The dollar is the official currency of the Republic of Liberia. However, the U.S. dollar is used alongside the Liberian dollar as an unofficial, but more stable, currency. As all modern dollar currencies, the Liberian dollar is decimalised and comprised of 100 cents. The current Liberian dollar was introduced in 1982 and is currently issued by the Central Bank of Liberia.
The first Liberian dollar was introduced in 1847. It was pegged on par to the U.S. dollar until 1907 when the dollar was replaced by the British West African pound. The British West African pound was pegged to the British pound sterling. In 1935, this currency was replaced by the U.S. dollar as the official currency of the country. In 1982, the Liberian dollar was reintroduced as the official currency, but the U.S. dollar continues to be used in transactions large and small. When the civil war erupted in 1990, new banknotes were issued to replace notes looted from Liberian banks. This effectively created two separate Liberian currencies with the old notes being used in separatist areas and the new notes used in government-held areas.

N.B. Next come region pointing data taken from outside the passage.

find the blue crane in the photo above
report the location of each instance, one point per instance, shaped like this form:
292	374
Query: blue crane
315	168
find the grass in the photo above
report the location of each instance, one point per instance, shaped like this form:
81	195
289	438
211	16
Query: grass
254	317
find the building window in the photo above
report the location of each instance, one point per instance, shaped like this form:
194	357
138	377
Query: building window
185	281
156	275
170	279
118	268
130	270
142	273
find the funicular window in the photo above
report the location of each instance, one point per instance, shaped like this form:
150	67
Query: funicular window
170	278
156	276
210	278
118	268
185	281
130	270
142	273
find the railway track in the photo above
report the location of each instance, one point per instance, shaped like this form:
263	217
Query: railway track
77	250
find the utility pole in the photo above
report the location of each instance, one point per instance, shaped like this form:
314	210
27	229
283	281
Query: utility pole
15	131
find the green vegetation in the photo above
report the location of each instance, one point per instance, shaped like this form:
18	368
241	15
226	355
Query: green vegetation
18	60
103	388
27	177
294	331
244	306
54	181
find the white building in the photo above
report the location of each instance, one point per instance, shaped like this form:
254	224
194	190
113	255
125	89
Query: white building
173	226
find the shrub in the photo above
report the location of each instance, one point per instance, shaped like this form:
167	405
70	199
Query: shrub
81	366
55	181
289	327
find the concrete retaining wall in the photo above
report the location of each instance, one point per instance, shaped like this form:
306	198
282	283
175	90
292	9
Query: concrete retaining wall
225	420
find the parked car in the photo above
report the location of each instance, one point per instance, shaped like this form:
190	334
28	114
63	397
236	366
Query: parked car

The Central Bank of Liberia was established in 1999, and it began operating in 2000. The new central bank replaced the National Bank of Liberia as the currency issuing authority of the country. The objective of the Central Bank of Liberia is to maintain price stability and purchasing power of the dollar, promote the nation’s economy and facilitate both financial and capital markets through the manipulation of credit and financial conditions.
Liberia is known for being a poor, war-torn country with one of the highest unemployment rates in the world. It is estimated that the formal unemployment rate is as high as 85 percent. The Liberian GDP is only A$889 million, and the per capita GDP of just over $206 is the third-lowest worldwide. During the Liberian civil war, which ended in 2004, the GDP of the country dropped by over 90 percent. When the war ended in 2003, the economy began a slow recovery ranging from 4.6 percent to 9.4 percent annually. Much of the growth in the economy is due to increased timber, rubber and iron ore exports. The economy of Liberia is often hindered by trade restrictions due to the alleged funding of Sierra Leone paramilitary groups. However, many large corporations have invested in Liberia, including Firestone Tire and Rubber Company, Sime Darby, BHP Billiton and ArcelorMittal.